Les élections 2019 en Turquie
En 2019, il y aura des élections présidentielles et législatives ( le mois de novembre). Après le référendum, les Turcs ont répondu favorablement à un changement de régime pro-présidentiel. Erdogan sera le seul candidat aux élections de 2019, qu’en est-il de l’opposition? Aucune réponse à cette question.
Pour l’heure, les enjeux géostratégiques de la Turquie ont bien évolué : le rapprochement avec la Russie et l’Iran se précise de plus en plus. En pleine crise avec la guerre des visas avec les Etats Unis, la non-adhésion à l’UE font en sorte que les intérêts des Turcs ont changé. Il en va de même des relations diplomatiques avec les pays du Maghreb dont la Tunisie, le Maroc et l’Algérie. La Turquie a joué un rôle important dans les années 70, 80 où elle était largement présente en Libye dans le secteur de la construction. Cela dit, le dossier libyen refait surface lors des rencontres avec les différents intervenants turcs où chacun voit que la solution en Libye doit être gérée entre libyens sans aucune ingérence étrangère. Mais pour le cas de la Tunisie, elle est d’ordre économique. Rappelons que le déficit de notre balance commerciale avec la Turquie est de l’ordre de 1.482 millions de dinars.

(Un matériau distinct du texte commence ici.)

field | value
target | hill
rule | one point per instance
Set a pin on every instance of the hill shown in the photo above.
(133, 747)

La stratégie de coopération entre la Turquie et la Tunisie ?
« Beaucoup de projets en place dont l’industrie des engrais. La Tunisie se dote d’un grand potentiel, il y aura certes une coopération à ce niveau, mais pour les autres, tout dépend de la conjoncture », nous précise,Fuat Tosyali, vice-président de l’Office des relations économiques étrangères (DEIK), tout en ajoutant: “ Entre la Tunisie et la Turquie, nous disposons la même culture, et pour le secteur privé tout dépend des intérêts de chacun ».
Et de poursuivre : « J’ai été en Tunisie il y a 25 ans, nous n’avons aucune image négative en ce qui concerne la Tunisie, idem pour le Maroc et l’Algérie. Personnellement, j’aime beaucoup la Tunisie et j’ai de bons souvenirs. Il s’agit simplement d’une équation économique, il suffit d’avoir de la patience. Nous n’avons aucune divergence de point de vue politique. Quant à l’investissement, tout dépend de la conjoncture. Tout comme nous insistons à ce qu’il y ait un partenariat win-win et c’est au gouvernement tunisien de préparer un terrain propice et renforcer davantage nos relations”.
La Turquie, qui aspire à être une puissance mondiale, s’est dotée d’une agence de coopération technique humanitaire comme l’AFAD, à travers laquelle l‘aide humanitaire extérieure a atteint cette année 4 milliards de dollars contre 3.2 milliards de dollars en 2016 et 2,2 milliards de dollars en 2015.